According to Palo Alto Medical Foundation physician Sarah Robinson, it often takes medical officials a minimum of 20 years to be certain if an ingredient or chemical is carcinogenic. Vapes only came into popularity a few years ago and thus have not received the testing necessary to establish their safety. 

Vapes only came into popularity a few years ago and thus have not received the testing necessary to establish their safety.

From the surface, it appears as though vaping has few, if any, health effects compared to smoking a cigarette — this is one of the main reason teenagers are attracted to this new drug.

Although it may seem like underage vaping and smoking is becoming bigger than ever, cigarette use amongst minors has gone down —  a fact I would attribute to vaping going up,” an anonymous Los Altos student said. “Although there is nicotine in vapes and that is addictive, many of the harmful, even more addictive substances such as tar are missing from vapes.”

Once a cigarette is lit, the smoke it creates contains over 7,000 chemicals, many of which contain carcinogenic properties. Vape pens have significantly fewer carcinogenic chemicals used in them, making it safer for the person vaping as well as the those inhaling the smoke around them.

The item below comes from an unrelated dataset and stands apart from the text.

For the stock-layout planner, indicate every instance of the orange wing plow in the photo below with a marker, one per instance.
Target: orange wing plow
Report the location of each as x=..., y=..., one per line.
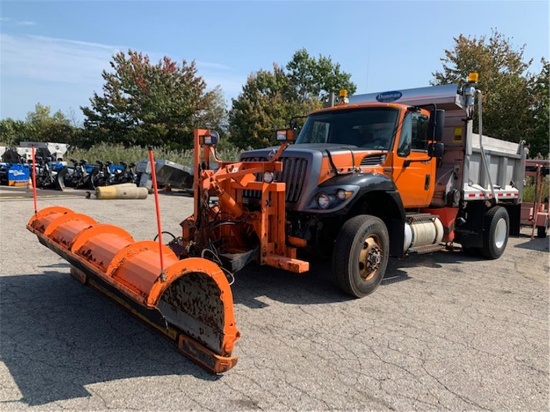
x=190, y=301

Unlike a cigarette, which has a specific amount of nicotine in each package, vape pens give the user the opportunity to choose the amount of nicotine they are smoking. In fact, a vape pen user can choose to smoke only flavorings without any nicotine.

Still, vape companies claim their audience is smokers looking to quit in order to drive their campaign of responsible drug use, their advertisements often speak to a different target: teenagers.  For example, the JUUL pen, a recently released vaping device that has had widespread use among teens, is advertised with bold, flashy colors, showing young people vaping. New flavors like “cotton candy” and “fruit hoos” come out often to attract youth into buying devices. Young people who may never have used a cigarette are now convinced to vape due to their perceived safety.

Moreover, propylene glycol, one of the main ingredients in vape pens, has already been proven to have carcinogenic properties. Medical officials are also concerned that the flavorings found in vape pens can have harmful effects on the body.

The pods containing the nicotine smoked or inhaled are often not well-regulated. Last July, the FDA delayed regulations on e-cigarettes to increase their presence on the market, reasoning that they are the better alternative to cigarettes. In fact, there have been traces of nicotine found in many pods that claim to be “nicotine free.” This lack of regulations can lead to faster rates of addiction. And as smokers become more and more experienced, they are able to inhale a greater amount of harmful substances.

“Studies have suggested that drug use starts with legal drugs and proceeds to illicit drugs,” Robinson said. “And the younger someone starts using drugs, the higher the likelihood of them becoming addicted later in life.”